So your measurements are based on the head lump....not the actual width of the fish. Ok, that works...but I still dont see that head getting 9" wide if the face is only 4".

BTW...that is a disgusting looking fish imo...I know you like them, and that is cool, we each like different things..but that thing is a monstrosity, imo.


----------



## Grosse Gurke (Jan 3, 2003)

Kreth 10RBP said:


> your rhom is 3'' wide at the biggest largest intersection? thats intense sh*t... there's alot of meat on that Rhom


3" is a conservative estimate of his width, I would guess he is closer to 4" at is thickest point.


----------



## Poseidon X (Jan 31, 2003)

i would say that one at the widest point of the head it is 6-7".. remember the fish is 15" without the tail included. The profile on it is taller then a human head and slightly wider at the widest point around the head as well. This is the same of the last aquarama champ... its far from ordinary for sure. and this isnt something that any normal cichlid hobbyist would be keeping :laugh: I would like to keep this one just cause its a complete freak.

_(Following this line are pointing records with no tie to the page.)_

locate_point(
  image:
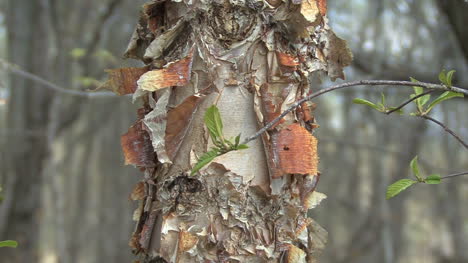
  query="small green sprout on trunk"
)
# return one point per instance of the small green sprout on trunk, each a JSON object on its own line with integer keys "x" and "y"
{"x": 400, "y": 185}
{"x": 221, "y": 146}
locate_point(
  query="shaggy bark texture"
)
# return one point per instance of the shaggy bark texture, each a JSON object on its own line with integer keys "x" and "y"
{"x": 252, "y": 59}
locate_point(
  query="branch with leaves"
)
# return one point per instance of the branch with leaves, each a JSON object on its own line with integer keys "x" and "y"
{"x": 403, "y": 184}
{"x": 419, "y": 97}
{"x": 214, "y": 123}
{"x": 15, "y": 69}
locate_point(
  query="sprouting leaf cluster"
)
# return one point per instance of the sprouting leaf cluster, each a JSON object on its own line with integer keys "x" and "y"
{"x": 380, "y": 106}
{"x": 423, "y": 102}
{"x": 424, "y": 105}
{"x": 400, "y": 185}
{"x": 221, "y": 146}
{"x": 7, "y": 243}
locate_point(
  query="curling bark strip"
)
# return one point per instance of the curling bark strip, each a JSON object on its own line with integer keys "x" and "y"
{"x": 253, "y": 59}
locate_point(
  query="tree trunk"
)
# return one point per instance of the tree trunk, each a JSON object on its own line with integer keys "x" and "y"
{"x": 252, "y": 59}
{"x": 28, "y": 109}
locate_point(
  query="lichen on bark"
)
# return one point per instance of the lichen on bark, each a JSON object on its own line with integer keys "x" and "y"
{"x": 252, "y": 58}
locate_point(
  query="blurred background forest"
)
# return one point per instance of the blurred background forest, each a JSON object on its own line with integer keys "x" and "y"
{"x": 65, "y": 187}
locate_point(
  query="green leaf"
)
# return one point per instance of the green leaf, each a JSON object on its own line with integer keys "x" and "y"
{"x": 443, "y": 77}
{"x": 400, "y": 111}
{"x": 78, "y": 53}
{"x": 433, "y": 179}
{"x": 213, "y": 122}
{"x": 415, "y": 167}
{"x": 398, "y": 186}
{"x": 368, "y": 103}
{"x": 242, "y": 147}
{"x": 449, "y": 77}
{"x": 421, "y": 101}
{"x": 417, "y": 90}
{"x": 445, "y": 96}
{"x": 205, "y": 159}
{"x": 237, "y": 140}
{"x": 8, "y": 243}
{"x": 382, "y": 100}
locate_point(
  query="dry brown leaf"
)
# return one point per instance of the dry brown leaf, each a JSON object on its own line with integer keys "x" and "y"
{"x": 138, "y": 192}
{"x": 178, "y": 123}
{"x": 322, "y": 4}
{"x": 310, "y": 10}
{"x": 287, "y": 59}
{"x": 186, "y": 241}
{"x": 296, "y": 255}
{"x": 174, "y": 74}
{"x": 296, "y": 150}
{"x": 137, "y": 147}
{"x": 314, "y": 199}
{"x": 123, "y": 81}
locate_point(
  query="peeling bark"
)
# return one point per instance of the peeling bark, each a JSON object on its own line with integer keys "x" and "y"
{"x": 253, "y": 59}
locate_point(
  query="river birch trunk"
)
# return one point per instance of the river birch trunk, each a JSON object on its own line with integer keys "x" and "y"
{"x": 252, "y": 59}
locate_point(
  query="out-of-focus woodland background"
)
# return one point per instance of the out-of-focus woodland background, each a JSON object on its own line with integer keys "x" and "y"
{"x": 61, "y": 168}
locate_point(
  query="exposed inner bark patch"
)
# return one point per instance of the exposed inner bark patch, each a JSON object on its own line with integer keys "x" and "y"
{"x": 183, "y": 184}
{"x": 230, "y": 23}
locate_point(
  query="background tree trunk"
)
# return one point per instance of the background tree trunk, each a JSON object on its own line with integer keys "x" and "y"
{"x": 28, "y": 40}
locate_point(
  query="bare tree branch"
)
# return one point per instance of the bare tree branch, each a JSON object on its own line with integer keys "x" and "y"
{"x": 14, "y": 69}
{"x": 389, "y": 83}
{"x": 453, "y": 175}
{"x": 446, "y": 129}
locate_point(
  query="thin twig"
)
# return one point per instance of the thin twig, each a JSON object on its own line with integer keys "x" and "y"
{"x": 453, "y": 175}
{"x": 14, "y": 69}
{"x": 409, "y": 101}
{"x": 390, "y": 83}
{"x": 446, "y": 129}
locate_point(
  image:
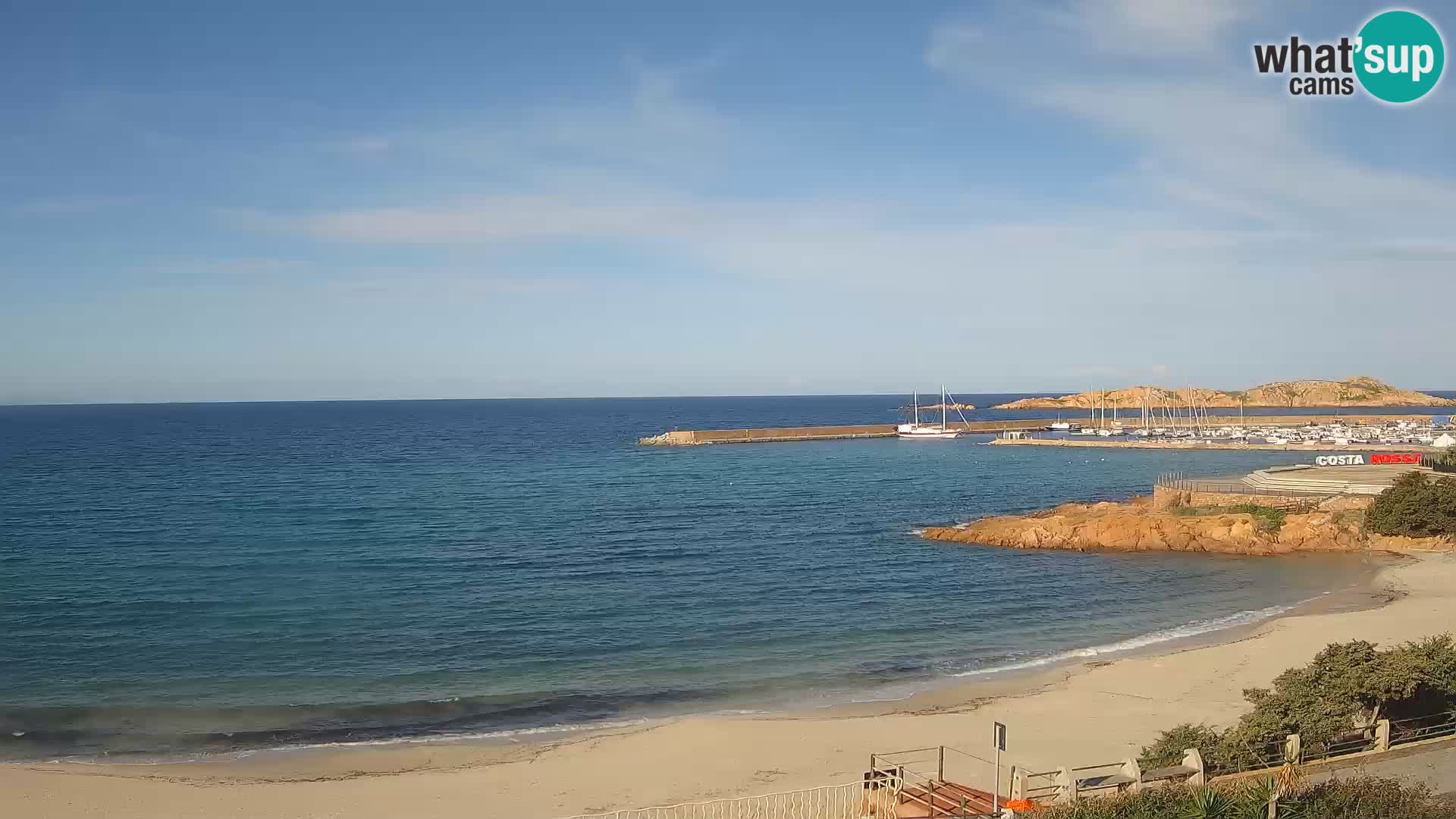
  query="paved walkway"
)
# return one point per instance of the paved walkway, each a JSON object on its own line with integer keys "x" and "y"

I think my favorite piranha would be a massive, scarred up rohm with plenty of battle ones for the same reason. There is a certain craziness that comes with something so unique.

Rohms are a very wide fish, best example is with wayne mahs new pictures. You can see how massive they are, Which also make them very impressive. The downside is you will never be able to grow one that large in the aquarium... while these will grow to this size in just about 1.5 years... the ones in the resorvoirs get larger.


----------